Bei Eve 0online dauert es meiens wissens doch auch ziemlich lange mit dem Skillen, wobei das ja dort eine zeitfrage ist und man nicht grinden muss.


----------



## Fordtaurus (4. November 2014)

Der "Publisher/Entwickler" von Path of Exile heist ja schon "GrindingGearGames" und ich muss sagen, wenn man(n)( und Frau natürlich auch) bis Maxlevel 100 levln will und die skills, welche als Skillgems in die Ausrüstung - ins Gear- gesetzt werden auch auf Level 100 bringen will UND die Skillgems auch noch aufwerten will ist man(n) (und Frau auch - DAAANKE Monty Python für diesen wunderbaren Kalauer), ohne Geldeinsatz für "Verbesserungsorbs" auszugeben und NICHT einen auf 24/7 Zocker macht ist man(n) (und Frau auch!^^) dort pro Char locker nen Jahr drann. Da es so einiges an Klassen gibt und eine unzahl an Möglichkeiten gibt seinen Char "auszubauen" kann man bei dem Spiel schon recht lange beschäftigt sein. Aber es ist doch schon recht Ressourcen fressend 512MB eher 1GB+ Grakar und mindestens 4GB RAM sollten schon sein, damit es einigermaßen störungsfrei läuft. Also ich zocke es zwischendurch immer wieder gerne.


----------



## Aun (4. November 2014)

140 und dank den Paragornlevel kann man in Diablo 3 mit einem Charakter theoretisch endlos leveln.
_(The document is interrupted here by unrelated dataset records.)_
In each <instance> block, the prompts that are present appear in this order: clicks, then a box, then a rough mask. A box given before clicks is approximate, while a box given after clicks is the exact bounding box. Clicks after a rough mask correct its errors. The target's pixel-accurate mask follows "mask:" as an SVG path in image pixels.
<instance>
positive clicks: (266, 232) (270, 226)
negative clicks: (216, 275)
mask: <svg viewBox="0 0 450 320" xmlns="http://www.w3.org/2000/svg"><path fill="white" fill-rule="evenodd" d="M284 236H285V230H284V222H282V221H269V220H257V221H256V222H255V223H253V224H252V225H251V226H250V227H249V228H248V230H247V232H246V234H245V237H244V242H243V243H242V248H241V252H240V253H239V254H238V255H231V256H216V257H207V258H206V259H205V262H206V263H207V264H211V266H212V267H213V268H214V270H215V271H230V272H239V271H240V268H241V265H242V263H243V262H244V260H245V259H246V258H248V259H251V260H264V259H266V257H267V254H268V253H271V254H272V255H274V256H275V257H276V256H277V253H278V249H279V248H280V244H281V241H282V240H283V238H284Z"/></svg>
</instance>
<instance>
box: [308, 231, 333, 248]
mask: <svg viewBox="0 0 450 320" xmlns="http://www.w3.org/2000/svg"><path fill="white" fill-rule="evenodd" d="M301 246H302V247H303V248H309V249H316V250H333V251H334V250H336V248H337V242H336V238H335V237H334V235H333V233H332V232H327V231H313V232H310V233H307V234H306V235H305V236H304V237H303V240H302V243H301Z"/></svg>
würde werter herr es mal machen ^^ aber einmal durchzocken reicht ja


----------



## BloodyEyeX (4. November 2014)

nervt es euch nicht auch das heut zu Tage nur noch kurz Zeitige MMOs zur verfügung stehen , sprich 6 Monate max Lv und danach nur noch unter einander auf die Fresse hauen um sich was zu beweisen wer mehr Geld ins Spiel gesteckt hat (wer hat den größeren). 
 

Ich level lieber meinen Skill, dann muss ich mich nicht auf ne Zahl verlassen. Zählt das als Antwort?

 

Abgesehen davon bin ich nicht der Meinung das es nur noch Pay to Win Spiele gibt. Wie kommt man auf sowas?

 

Hab früher mal Silkroad gespielt. Haue 16.000 Jadezombies um... janee is klar.


----------



## Sh1k4ri (11. November 2014)

Bad englisch she speaking


----------



## Aun (11. November 2014)

Bad englisch she speaking




			Dieser Inhalt steht nur eingeloggten Mitgliedern zur Verfügung.


----------



## Sozialinkompatibel (11. November 2014)

SILKROAD ach was hab ichs geliebt. Da hat lvl 40 auf 41 n Monat gedauert.

Töte 1000 X, 1x gestorben wars die ep weg..


----------



## Schrottinator (11. November 2014)

Silk Road war heute übrigens im Radio in den Nachrichten.


----------



## Dr.Gonzo (11. November 2014)

Silk Road war heute übrigens im Radio in den Nachrichten.

 

War überall in den Nachrichten


----------